Oncology & Hematology Coding Alert

You Be the Coder:

V Codes Feature in Palliative Case

Question: Which CPT®, ICD-9, and HCPCS codes should I use for a 100.2 mg doxorubicin IV push for a patient receiving palliative chemotherapy for advanced adrenal cortical cancer? The patient did not respond to mitotane.

Minnesota Subscriber

Answer: Your diagnosis codes should include the following:

  • V58.11, Encounter for antineoplastic chemotherapy
  • 194.0, Malignant neoplasm of adrenal gland
  • V66.7, Encounter for palliative care.

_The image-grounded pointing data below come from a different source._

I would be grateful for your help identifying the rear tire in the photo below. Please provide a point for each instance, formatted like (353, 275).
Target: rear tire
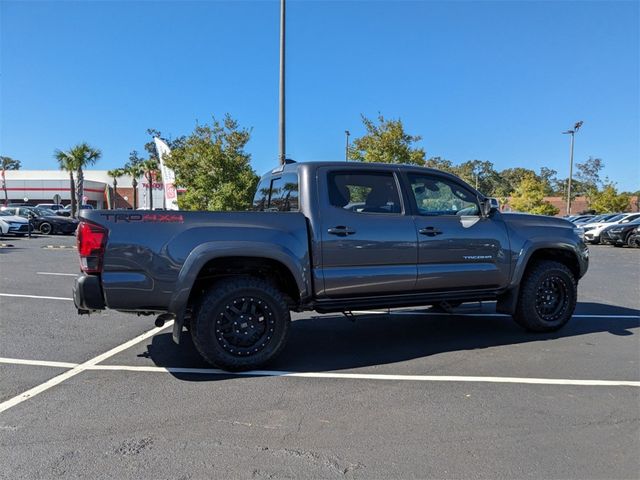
(547, 297)
(240, 323)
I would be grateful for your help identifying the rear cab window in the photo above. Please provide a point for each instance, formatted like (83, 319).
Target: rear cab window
(278, 193)
(364, 192)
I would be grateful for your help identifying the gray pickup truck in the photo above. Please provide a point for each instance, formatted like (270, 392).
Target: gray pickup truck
(329, 237)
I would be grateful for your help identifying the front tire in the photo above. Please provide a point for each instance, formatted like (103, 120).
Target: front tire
(547, 298)
(240, 323)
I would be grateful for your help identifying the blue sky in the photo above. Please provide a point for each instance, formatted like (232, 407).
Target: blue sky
(495, 81)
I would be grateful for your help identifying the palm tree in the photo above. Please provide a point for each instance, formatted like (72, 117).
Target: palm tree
(77, 158)
(84, 155)
(115, 173)
(7, 163)
(149, 167)
(66, 163)
(134, 169)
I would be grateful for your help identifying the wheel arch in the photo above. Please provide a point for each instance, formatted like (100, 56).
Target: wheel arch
(563, 253)
(211, 261)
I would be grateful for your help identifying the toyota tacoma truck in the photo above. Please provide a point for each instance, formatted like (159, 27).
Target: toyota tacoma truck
(327, 237)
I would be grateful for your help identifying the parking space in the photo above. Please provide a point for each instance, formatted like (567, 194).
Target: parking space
(412, 394)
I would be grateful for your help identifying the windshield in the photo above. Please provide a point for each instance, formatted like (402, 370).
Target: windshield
(43, 211)
(616, 218)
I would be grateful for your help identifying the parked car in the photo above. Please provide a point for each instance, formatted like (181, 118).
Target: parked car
(620, 234)
(580, 218)
(46, 221)
(66, 211)
(421, 237)
(13, 224)
(593, 231)
(598, 218)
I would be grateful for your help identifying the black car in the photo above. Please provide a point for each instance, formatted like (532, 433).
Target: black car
(620, 234)
(46, 221)
(634, 238)
(66, 210)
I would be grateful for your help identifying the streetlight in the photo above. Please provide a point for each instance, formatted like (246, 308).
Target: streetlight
(346, 148)
(281, 112)
(571, 132)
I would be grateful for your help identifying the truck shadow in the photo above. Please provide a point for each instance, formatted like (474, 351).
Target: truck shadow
(332, 342)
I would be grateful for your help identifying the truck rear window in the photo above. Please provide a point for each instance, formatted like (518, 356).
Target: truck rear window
(277, 194)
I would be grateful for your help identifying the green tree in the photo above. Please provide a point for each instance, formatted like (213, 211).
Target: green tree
(133, 168)
(609, 200)
(510, 178)
(386, 142)
(115, 173)
(549, 181)
(480, 174)
(8, 163)
(588, 173)
(529, 197)
(213, 166)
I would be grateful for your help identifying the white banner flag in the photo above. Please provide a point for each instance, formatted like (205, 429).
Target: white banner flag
(168, 176)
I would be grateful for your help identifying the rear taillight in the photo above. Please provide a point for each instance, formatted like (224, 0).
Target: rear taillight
(92, 239)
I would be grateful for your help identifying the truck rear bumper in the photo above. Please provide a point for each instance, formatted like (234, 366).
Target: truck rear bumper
(87, 294)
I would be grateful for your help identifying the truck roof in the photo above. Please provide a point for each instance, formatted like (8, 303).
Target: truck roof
(292, 166)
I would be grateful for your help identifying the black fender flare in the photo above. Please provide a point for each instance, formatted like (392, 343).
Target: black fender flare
(208, 251)
(508, 299)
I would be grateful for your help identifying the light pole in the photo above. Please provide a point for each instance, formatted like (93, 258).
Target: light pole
(281, 119)
(571, 132)
(346, 148)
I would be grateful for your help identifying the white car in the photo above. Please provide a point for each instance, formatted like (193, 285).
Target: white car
(13, 224)
(592, 231)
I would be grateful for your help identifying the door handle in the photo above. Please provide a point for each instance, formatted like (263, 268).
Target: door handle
(341, 231)
(429, 231)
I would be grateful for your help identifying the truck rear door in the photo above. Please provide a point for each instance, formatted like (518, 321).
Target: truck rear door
(369, 241)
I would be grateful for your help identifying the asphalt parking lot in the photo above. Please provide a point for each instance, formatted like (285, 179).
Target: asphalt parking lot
(408, 395)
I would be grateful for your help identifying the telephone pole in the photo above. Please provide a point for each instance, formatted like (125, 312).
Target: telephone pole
(281, 117)
(346, 148)
(571, 132)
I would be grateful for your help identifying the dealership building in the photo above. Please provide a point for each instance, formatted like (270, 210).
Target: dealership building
(41, 186)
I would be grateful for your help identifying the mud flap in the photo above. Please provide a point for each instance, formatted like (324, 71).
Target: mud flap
(177, 328)
(507, 301)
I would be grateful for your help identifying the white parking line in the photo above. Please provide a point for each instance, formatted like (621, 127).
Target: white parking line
(12, 402)
(38, 363)
(60, 274)
(33, 296)
(340, 376)
(461, 314)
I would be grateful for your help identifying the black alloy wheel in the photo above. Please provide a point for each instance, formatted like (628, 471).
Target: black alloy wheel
(547, 297)
(240, 323)
(45, 228)
(552, 298)
(244, 326)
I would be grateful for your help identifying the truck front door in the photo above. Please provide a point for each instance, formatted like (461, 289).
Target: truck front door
(458, 248)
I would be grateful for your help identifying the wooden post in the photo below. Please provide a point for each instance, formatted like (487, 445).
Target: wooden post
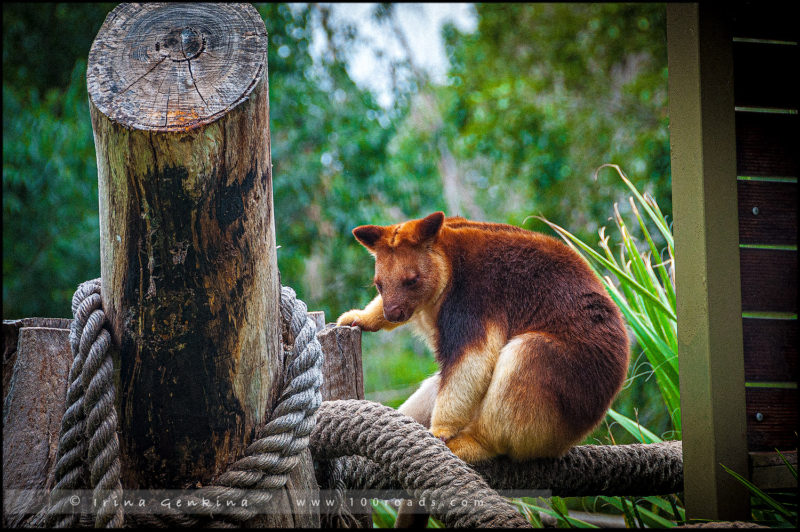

Remember that the point of palliative treatment is to relieve the symptoms of the disease, improving quality of life, rather than curing the illness. If the physician documents the symptom/issue the palliative treatment is intended to relieve, consider reporting a code for that condition as well to help support medical necessity. (This also can be an important factor in facility settings and could affect reimbursement in some cases.)

To report the administration of doxorubicin, assign 96409 (Chemotherapy administration; intravenous, push technique, single or initial substance/drug). This code applies because doxorubicin is a chemotherapy drug, and you specify the drug was given as an intravenous push.

Report the drug using J9000 (Injection, doxorubicin hydrochloride, 10 mg). Claim 11 units to represent the 100.2 mg administered. (Remember that there is a separate code for lipid formulations: J9001, Injection, doxorubicin hydrochloride, all lipid formulations, 10 mg.)

Tip: Be sure to watch for reportable administration of pre-meds, as well, such as anti-emetics.